Kavi Chongkittavorn, The Nation
Thepchai Yong, The Nation
Suparak Kanchanakhundee, The Nation
Suvit Suvitsawad, Siam Rath
Wassana Nanuam, Bangkok Post
Trirat Sunthornprapat, The Daily News
Sorakon Ayulyanonda, Mathichon Daily
Yeow Thala Lom, Mathichon Daily
Lom Pianthit, Thai Rath
Maha Sethi, Khao Sod
Sai Phubua
Mon Krithula
Anchalee Pairirak

Burma’s military junta, the State Peace and Development Council (SPDC), announced that it had banned 13 Thai journalists and a historian from the country. Labor Minister Tin Win said that they had been banned for writing anti-junta articles and “belittling” government policies, according to the Bangkok Post.

ccording to the Bangkok-based Thai Journalists Association, the blacklist includes: Chongkittavorn, Yong, and Kanchanakhundee, of the daily The Nation; Suvitsawad, of the daily Siam Rath; Nanuam, of the daily Bangkok Post; Sunthornprapat, of The Daily News; Ayulyanonda and Lom, of Mathichon Daily; Pianthit, of the daily Thai Rath; Sethi, of the newspaper Khao Sod; Phubua, Krithula, and Pairirak, whose affiliations are unknown; and Dr. Charnvit Kasetsiri, a Thai historian.

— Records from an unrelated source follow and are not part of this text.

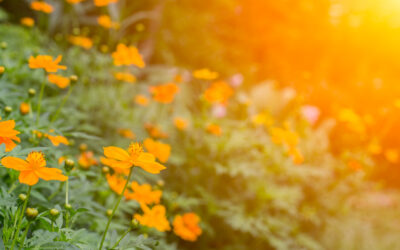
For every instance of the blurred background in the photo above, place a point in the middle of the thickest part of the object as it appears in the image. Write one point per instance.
(338, 57)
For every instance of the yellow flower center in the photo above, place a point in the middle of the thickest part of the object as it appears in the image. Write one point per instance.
(135, 149)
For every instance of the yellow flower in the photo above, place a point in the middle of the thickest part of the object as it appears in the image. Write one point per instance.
(46, 62)
(24, 108)
(8, 134)
(134, 156)
(101, 3)
(154, 217)
(42, 6)
(27, 21)
(160, 150)
(33, 168)
(86, 159)
(126, 77)
(214, 129)
(186, 226)
(125, 55)
(60, 81)
(127, 133)
(141, 100)
(143, 194)
(392, 155)
(84, 42)
(180, 123)
(105, 21)
(205, 74)
(57, 140)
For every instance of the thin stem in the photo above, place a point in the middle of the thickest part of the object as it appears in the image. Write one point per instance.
(25, 233)
(56, 192)
(123, 236)
(21, 217)
(13, 186)
(40, 102)
(61, 105)
(115, 208)
(66, 203)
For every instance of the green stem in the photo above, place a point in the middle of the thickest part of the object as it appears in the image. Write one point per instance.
(40, 102)
(25, 233)
(115, 208)
(61, 105)
(15, 221)
(21, 217)
(117, 243)
(13, 186)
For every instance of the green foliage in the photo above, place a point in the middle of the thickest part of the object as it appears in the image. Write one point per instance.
(246, 188)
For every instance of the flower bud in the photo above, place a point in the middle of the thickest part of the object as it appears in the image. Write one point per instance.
(109, 212)
(22, 197)
(54, 212)
(3, 45)
(69, 164)
(31, 92)
(83, 147)
(7, 109)
(73, 78)
(105, 170)
(31, 213)
(134, 223)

The Burmese junta, which tightly restricts the foreign media’s access to the country, has maintained a blacklist of Thai and other foreign journalists for years. The announcement of the most recent blacklist came amid heightened tensions between Burma and Thailand after the SPDC blamed Thailand for aiding ethnic Shan rebels who had attacked a Burmese military base in May.